One major question is whether an organization should block their site in some way to prevent their site content from showing in the SGE answer.
Answer: To put it bluntly, there is no easy way to do this without harming your site. To remove your content from AI Overviews, you need to block Googlebot itself (not just Google-Extended), which would result in your site no longer ranking and losing all of your organic traffic from Google.
If there is content that you don’t want in AI Overviews, and you don’t want it to rank either, we recommend blocking those individual pages. If you have several pages you wish to block, create a subfolder containing all of them; this folder can easily be blocked in robots.txt without impacting the entire site.
To clarify, let’s look at where Google gets the information it uses to generate AI Overview answers.
How do Google’s AI Overviews get information?
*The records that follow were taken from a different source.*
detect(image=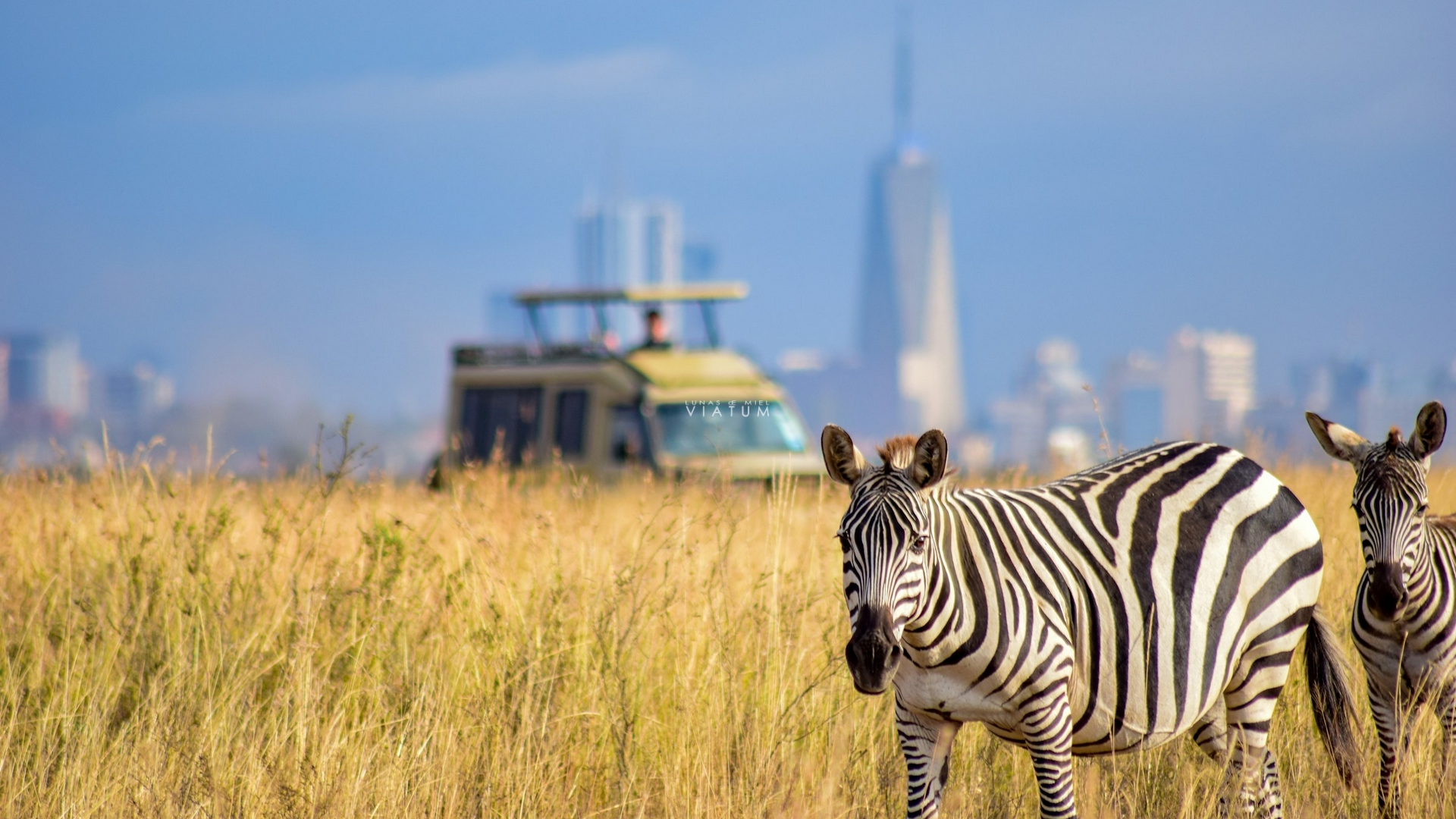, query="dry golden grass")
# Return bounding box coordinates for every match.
[0,448,1456,817]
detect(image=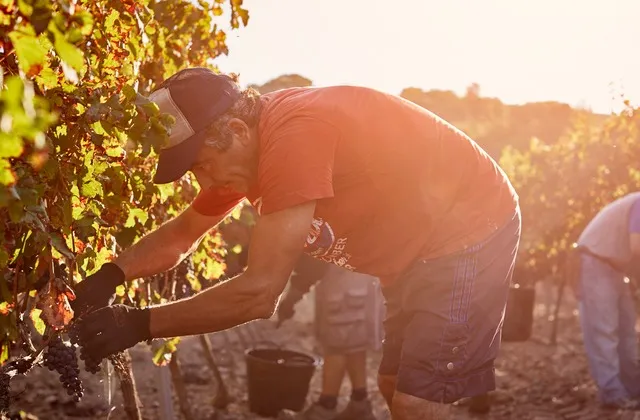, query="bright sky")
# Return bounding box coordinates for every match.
[217,0,640,113]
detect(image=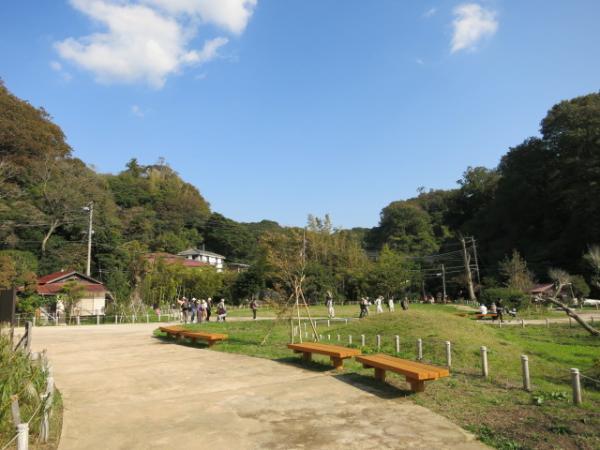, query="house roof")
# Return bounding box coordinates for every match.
[36,270,106,295]
[529,283,554,294]
[177,248,226,259]
[37,270,102,284]
[146,252,210,267]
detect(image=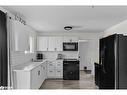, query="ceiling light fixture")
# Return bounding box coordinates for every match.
[64,26,72,30]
AI Overviews don’t use a special user agent to crawl and fetch data; it relies on Googlebot. When you consider that Google already has all of this information thanks to Googlebot’s continual crawling of sites, it makes sense.
Additionally, relying on Googlebot limits the control websites can place over how the overviews gain information. If users could block Google from using their information, their AI tools would potentially be quickly hamstrung and couldn’t possibly work as well as Google would like. By relying on Googlebot, Google can acquire as much information as possible without fear of missing out, as blocking Googlebot entirely would mean your site would lose organic traffic and rankings.
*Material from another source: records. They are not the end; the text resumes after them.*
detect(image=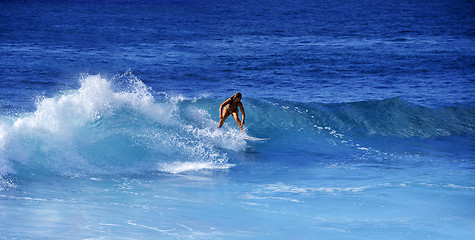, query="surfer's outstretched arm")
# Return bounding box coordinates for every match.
[218,98,231,128]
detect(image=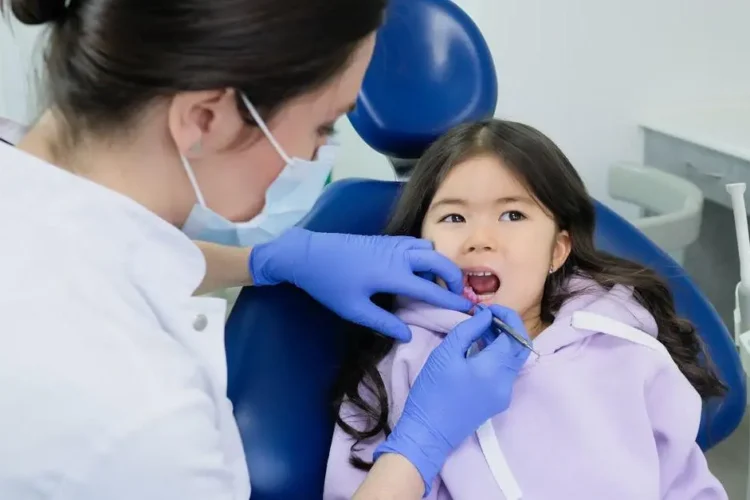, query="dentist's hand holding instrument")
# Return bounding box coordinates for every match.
[366,305,531,492]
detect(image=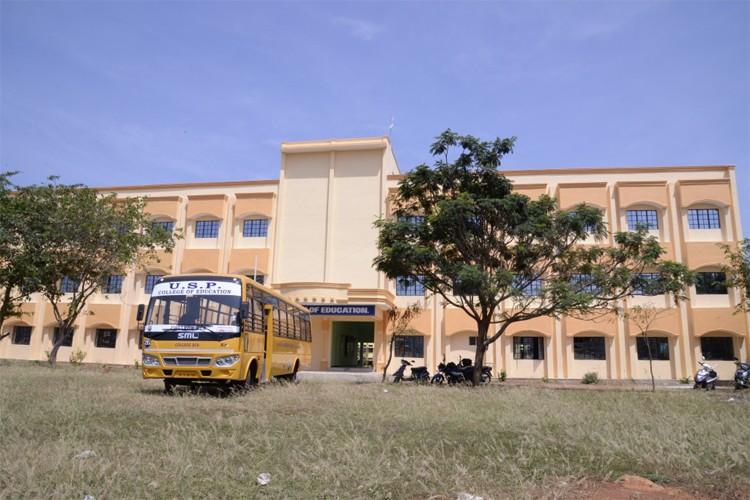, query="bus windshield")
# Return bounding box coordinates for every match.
[144,279,242,337]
This ultimately means that AI Overviews can surface any information about your site that Googlebot can normally access. The only way to hide information is to block Googlebot from accessing those pages via a robots.txt rule.
What if we have proprietary information on our site that we don't want available to the general public?
Proprietary information would not typically be available on a company’s public website. AI Overviews are powered by the information that Googlebot crawls. The only information it factors in is what you put on your website and allow to be crawled (plus anything others write about your brand, but we’re not addressing that here).
Again, if you have content on specific pages you don’t want to be seen by Google, you can block Googlebot from accessing those specific pages through robots.txt rules that prevent crawling.
Be very careful with this, though. Double-check to make sure those pages aren’t indexed—if they are, and they are ranking, you need to put a noindex tag on them first and wait for Google to remove them. Once that’s done, you’re safe to put in the robots.txt block. Remember, this will only apply to those specific pages, and you don’t want to do this to your whole site or your important pages.